The function grnn.margin() (https://github.com/statcompute/yager/blob/master/code/grnn.margin.R) was my first attempt to explore the relationship between each predictor and the response in a General Regression Neural Network, which usually is considered the Black-Box model. The idea is described below:

- First trained a GRNN with the original training dataset
- Created an artificial dataset from the training data by keeping distinct values of the variable that we are interested in but replacing all values of other variables with their means. For instance, given a dataset with three variables X1, X2, and X3, if we are interested in the marginal effect of X1 with 3 distinct values, e.g. [X11 X12 X13], then the constructed dataset should look like {[X11 mean(X2) mean(X3)], [X12 mean(X2) mean(X3)], [X13 mean(X2) mean(X3)]}
- Calculated predicted values, namely [Pred1 Pred2 Pred3], based on the constructed dataset by using the GRNN created in the first step
- At last, the relationship between [X11 X12 X13] and [Pred1 Pred2 Pred3] is what we are looking for

The above-mentioned approach is computationally efficient but might be somewhat “brutal” in a sense that it doesn’t consider the variation in other variables.

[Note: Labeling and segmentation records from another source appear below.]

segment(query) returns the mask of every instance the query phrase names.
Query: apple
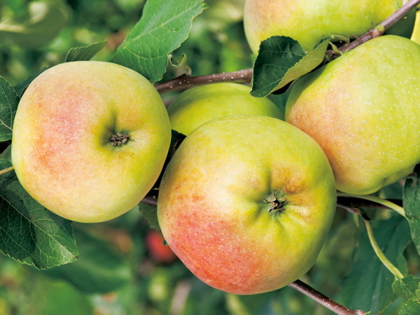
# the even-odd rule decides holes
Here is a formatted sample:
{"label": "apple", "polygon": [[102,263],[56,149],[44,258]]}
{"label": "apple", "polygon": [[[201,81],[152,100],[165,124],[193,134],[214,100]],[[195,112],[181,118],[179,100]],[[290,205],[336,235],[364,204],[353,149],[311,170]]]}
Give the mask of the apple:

By the end of Friday, my boss pointed me to a paper describing the partial dependence plot (Yes! In 53, we also have SVP who is technically savvy). The idea is very intriguing, albeit computationally expensive, and is delineated as below:

- First trained a GRNN with the original training dataset
- Based on the training dataset, get a list of distinct values from the variable of interest, e.g. [X11 X12 X13]. In this particular example, we created three separate datasets from the training data by keeping the other variables as they are but replacing all values of X1 with each of [X11 X12 X13] respectively
- With each of three constructed datasets above, calculated predicted values and then averaged them out such that we would have an average of predicted values for each of [X11 X12 X13], namely [Pavg1 Pavg2 Pavg3]
- The relationship between [X11 X12 X13] and [Pavg1 Pavg2 Pavg3] is the so-called Partial Dependence

The idea of PDP has been embedded in the YAGeR project (https://github.com/statcompute/yager/blob/master/code/grnn.partial.R). In the chart below, I compared outcomes of grnn.partial() and grnn.margin() side by side for two variables, e.g. the first not so predictive and the second very predictive. In this particular comparison, both appeared almost identical.